It scant feels like December 15th. Texas weather this season feels more like a struggle between spring and summer. Yesterday’s high struck at 68° F/20° C, and today’s forecast high is 74° F/23° C. Worse than the unseasonable warmth is the dearth of precipitation. The last appreciable rain was in September when the remnants of Hurricane Hermine brought floods and tornadoes through the heart of the DFW Metroplex. Since then? A big fat lot of nothing. Moderate drought has overtaken the region and has grown worse daily with frightening rapidity.

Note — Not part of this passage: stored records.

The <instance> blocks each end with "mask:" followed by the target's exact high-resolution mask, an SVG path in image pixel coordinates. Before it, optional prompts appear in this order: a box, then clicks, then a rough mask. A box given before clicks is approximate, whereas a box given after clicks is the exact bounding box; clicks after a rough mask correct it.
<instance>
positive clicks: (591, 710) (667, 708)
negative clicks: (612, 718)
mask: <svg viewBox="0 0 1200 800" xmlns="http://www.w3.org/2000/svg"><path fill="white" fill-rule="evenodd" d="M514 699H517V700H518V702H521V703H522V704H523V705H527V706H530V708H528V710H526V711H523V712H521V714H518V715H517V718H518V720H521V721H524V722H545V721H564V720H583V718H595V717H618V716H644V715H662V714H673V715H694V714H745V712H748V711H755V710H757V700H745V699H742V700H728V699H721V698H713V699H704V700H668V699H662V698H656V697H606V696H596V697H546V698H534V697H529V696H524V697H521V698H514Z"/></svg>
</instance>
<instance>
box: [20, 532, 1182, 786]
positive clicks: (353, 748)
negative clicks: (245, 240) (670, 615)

Fire Weather Watches and Red Flag Warnings continue unabated in meteorology discussions. That Hermine came late in the growing season meant her deluges caused a last-minute growth spurt which promptly died in subsequent freezes and the lack of rain. In no uncertain terms, the entire region is one vast pile of kindling waiting for a spark. The U.S. Forestry Service has banned campfires in all national forests throughout Texas. Burn bans cover more than half the state, and the drought map has more than three quarters of the state colored in various hues of dry.
Last winter we had snow storm after snow storm after snow storm after snow storm, not to mention a cataclysmic freeze that left behind scenes more appropriate to the Arctic than Dallas. But this year is the polar opposite. Pun intended. Thus is the curse of La Niña around these parts: a warmer and drier winter. Much warmer and much drier.

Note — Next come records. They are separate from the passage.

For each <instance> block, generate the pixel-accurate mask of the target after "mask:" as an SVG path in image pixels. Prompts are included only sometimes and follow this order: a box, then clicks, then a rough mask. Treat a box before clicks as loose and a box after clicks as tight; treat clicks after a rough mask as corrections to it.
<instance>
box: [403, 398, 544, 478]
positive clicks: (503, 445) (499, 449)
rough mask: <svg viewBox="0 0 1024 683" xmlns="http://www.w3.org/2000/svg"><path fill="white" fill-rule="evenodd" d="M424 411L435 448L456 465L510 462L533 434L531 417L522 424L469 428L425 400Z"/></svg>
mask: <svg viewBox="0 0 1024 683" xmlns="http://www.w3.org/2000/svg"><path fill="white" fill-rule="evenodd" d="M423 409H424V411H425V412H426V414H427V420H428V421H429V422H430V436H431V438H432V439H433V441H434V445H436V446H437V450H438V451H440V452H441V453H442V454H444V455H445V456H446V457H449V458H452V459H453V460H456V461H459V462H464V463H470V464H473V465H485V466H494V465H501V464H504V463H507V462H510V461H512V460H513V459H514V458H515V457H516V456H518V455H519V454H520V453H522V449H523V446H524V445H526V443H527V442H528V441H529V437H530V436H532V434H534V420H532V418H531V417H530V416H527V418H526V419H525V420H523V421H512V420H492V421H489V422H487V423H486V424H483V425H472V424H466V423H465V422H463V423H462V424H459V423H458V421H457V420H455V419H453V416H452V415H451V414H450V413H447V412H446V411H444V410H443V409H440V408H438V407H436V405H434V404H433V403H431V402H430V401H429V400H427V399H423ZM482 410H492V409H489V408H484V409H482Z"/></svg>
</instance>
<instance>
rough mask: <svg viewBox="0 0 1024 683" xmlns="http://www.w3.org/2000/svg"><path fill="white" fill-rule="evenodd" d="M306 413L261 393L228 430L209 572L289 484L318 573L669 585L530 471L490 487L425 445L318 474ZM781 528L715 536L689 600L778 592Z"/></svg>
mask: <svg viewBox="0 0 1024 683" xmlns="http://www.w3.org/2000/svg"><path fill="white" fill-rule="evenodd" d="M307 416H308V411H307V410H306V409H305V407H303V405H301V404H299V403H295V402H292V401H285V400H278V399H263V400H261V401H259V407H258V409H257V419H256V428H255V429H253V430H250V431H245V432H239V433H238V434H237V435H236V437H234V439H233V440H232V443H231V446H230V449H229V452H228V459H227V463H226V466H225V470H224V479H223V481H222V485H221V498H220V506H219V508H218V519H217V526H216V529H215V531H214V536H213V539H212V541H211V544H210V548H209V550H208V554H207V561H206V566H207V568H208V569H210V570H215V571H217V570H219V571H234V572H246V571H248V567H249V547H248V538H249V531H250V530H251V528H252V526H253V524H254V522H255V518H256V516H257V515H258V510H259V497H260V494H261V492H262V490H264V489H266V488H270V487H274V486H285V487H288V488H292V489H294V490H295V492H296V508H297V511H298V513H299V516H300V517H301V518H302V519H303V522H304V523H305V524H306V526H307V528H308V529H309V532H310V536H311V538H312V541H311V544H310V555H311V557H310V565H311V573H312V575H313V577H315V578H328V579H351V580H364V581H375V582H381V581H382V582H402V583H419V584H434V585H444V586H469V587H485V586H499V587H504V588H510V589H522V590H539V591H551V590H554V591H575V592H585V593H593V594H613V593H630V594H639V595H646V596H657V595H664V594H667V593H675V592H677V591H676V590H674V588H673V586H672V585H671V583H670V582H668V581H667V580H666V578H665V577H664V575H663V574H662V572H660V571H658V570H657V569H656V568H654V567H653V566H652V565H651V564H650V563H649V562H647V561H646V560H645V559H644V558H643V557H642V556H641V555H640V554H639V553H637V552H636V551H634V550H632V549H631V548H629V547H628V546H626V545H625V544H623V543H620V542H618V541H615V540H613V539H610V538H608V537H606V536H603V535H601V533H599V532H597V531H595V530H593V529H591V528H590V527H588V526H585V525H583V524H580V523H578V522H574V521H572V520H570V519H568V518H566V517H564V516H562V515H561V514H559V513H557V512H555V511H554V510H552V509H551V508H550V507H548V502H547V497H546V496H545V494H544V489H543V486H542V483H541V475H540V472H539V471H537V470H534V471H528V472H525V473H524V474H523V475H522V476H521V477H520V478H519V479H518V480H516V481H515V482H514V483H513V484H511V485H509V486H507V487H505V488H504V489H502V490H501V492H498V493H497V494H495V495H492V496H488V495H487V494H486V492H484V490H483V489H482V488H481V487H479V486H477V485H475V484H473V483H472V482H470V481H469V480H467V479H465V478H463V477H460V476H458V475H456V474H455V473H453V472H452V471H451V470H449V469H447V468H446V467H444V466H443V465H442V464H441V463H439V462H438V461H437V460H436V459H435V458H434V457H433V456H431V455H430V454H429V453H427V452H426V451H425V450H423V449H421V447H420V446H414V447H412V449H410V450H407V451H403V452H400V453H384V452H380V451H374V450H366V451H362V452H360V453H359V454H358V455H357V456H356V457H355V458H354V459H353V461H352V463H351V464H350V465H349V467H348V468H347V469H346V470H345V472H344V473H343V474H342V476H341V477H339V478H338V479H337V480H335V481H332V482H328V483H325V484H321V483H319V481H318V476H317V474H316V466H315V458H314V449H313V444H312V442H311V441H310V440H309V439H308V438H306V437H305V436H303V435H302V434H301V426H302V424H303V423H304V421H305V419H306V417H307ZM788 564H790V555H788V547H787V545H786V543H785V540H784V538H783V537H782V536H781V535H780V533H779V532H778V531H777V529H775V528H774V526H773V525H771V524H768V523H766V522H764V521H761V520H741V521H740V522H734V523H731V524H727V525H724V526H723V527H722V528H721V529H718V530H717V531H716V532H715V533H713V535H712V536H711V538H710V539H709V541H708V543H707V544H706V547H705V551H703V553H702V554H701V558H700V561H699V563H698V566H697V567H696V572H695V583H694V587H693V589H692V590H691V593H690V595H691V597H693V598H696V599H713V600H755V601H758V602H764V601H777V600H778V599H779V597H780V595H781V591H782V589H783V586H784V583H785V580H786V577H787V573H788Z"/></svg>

Before anyone gets an “I told you so!” attitude and points to these extremes as evidence of climate change, brace yourself: You’re wrong! Disappointing though it might be, in terms of weather and climatology this winter, our lack of seasonal norms means nothing more than the predictable, oft repeated product of La Niña, a recurring oceanic pattern that, like her brother El Niño, comes and goes with nary a thought for anthropogenic climatic effects. Having lived here forty years, I can tell you the no-show cold this season comes as no surprise.
I can also tell you that mild winters like this can mean good things in terms of wildlife. The few killing freezes we’ve had coupled with the worsening drought will likely see fit to curtail next year’s mosquito population, yet the warmth also means creatures that normally would die out or hibernate instead continue to thrive as conditions permit. Like this Mediterranean gecko (a.k.a. house gecko; Hemidactylus turcicus) found meandering about the patio one morning:
They live in the walls of my patio and garage. And I’m thankful for them. Coupled with the diurnal green anoles (a.k.a. Carolina anole; Anolis carolinensis) who also live in the walls, the nocturnal geckos complete the circle and provide me with round-the-clock insect control. Rather than chemicals, I have natural protection from the various critters that would otherwise amass around my home. (Not that I dislike arthropods, mind you; on the contrary, I adore them. But some level of insect population control in subtropical climes is always a good thing lest home and hearth be overrun.)
Seeing active reptiles in winter is cool no matter how much I miss the Snow Miser’s touch. And active reptiles need active insects, something I’m also grateful to see when the world is otherwise painted in earthen tones of slumber. Though I might dislike La Niña’s effects in winter since I do love the cold, cognitive dissonance means I’m also thankful for her visit since it means enjoying glimpses of life that would otherwise be absent for the next few months.
Though I suggest no one light a fire in Texas for a while. It wouldn’t be safe. For any of us.